Lessons from local church history, part one

Sean Lucas
As I've mentioned before, I'm working on the history of First Presbyterian Church in Jackson, Mississippi. It has been a rich honor to do this work, to tell the story of one of the leading churches of southern Presbyterianism. As I've been plugging away, several lessons have been emerging for me (which is why I've listed this as part one). I will share a couple now and then revisit this theme in the weeks to come.

1. The lesson of "the road not taken."
While FPC Jackson's elders have been key for holding the church on the pathway of faithfulness (that's another lesson that I'll mention sometime), I think the real lesson has been the road not taken in terms of pastoral choices. For example, before the church called J. B. Hutton in 1896--a little-known, young pastor of a yoked parish in Central Mississippi--they had tried to call A. J. McKelway, pastor of the Presbyterian Church in Fayetteville, NC. McKelway had come and preached, investigated the call, but in the end decided not to come. That was a blessing for the church: for McKelway would become one of the early proponents of the Social Gospel in the southern Presbyterian church. Imagine how different the history of FPC Jackson would have been--instead of a staunch conservative defender of the faith like Hutton to have had a Social Gospel proponent like McKelway!

At several key points in the church's history, similar "roads not taken" occurred. It has impressed upon me the importance of the process of pastoral searches and calls. Churches that stand faithful through the generations are those that seek men who are faithful to the Scripture, true to the Reformed faith, and obedient to the Great Commission, men who are winsome pastors and faithful leaders, and men who stay in a place for a little while at least (that's another lesson for a future post). FPC Jackson was blessed in the men they have called through the years--and protected from the roads not taken.

2. The lesson of "it only takes one generation."
Another lesson that has pressed itself upon me is that it only takes one generation for a church to die. As part of the research work that I've been doing, I've tracked down various churches that are mentioned in biographical sketches or represented in various events. Just today, for example, I tried to find information about Point Breeze Presbyterian Church in Pittsburgh (where Harold Ockenga ministered); Central Presbyterian Church in Chattanooga (where Wilbur Cousar pastored); United Presbyterian Church in Wheeling, WV (where John Reed Miller served for a time) and Central Presbyterian Church in Jackson (where R. E. Hough pastored). What do these congregations have in common? They were all thriving, large, significant churches, pastored by conservative, talented men: and they no longer exist today.

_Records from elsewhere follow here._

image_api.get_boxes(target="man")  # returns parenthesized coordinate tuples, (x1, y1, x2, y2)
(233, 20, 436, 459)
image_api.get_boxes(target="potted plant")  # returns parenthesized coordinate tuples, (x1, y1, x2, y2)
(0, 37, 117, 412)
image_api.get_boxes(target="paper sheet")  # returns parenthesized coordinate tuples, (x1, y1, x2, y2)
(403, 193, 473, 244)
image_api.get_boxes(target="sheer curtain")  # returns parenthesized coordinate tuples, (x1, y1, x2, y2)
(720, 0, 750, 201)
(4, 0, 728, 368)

Now, the reasons why these churches no longer exist are as various as the congregations themselves. Still, as late as the 1950s, they all were thriving congregations; and if congregational death can happen to these congregations, it can happen to my congregation and to yours. God's mercy has been evident in the fact that FPC Jackson, a downtown church, has continued to thrive and prosper even as the city of Jackson, Mississippi, has changed several times through the decades. 

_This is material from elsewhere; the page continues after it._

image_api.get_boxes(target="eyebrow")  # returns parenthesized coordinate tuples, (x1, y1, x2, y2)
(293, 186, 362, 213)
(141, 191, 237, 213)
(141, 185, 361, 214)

But it would only take a generation for a church to show signs of decay: perhaps a poor pastoral choice; a failure to continue to preach God's Word faithfully; a transition in the church's understanding of mission; an inability to see and adapt to the neighborhood around it. It is enough to cause us as pastors to get our knees and to beg God to continue to grant mercy to our congregations and to grant them mercy in the generations after us.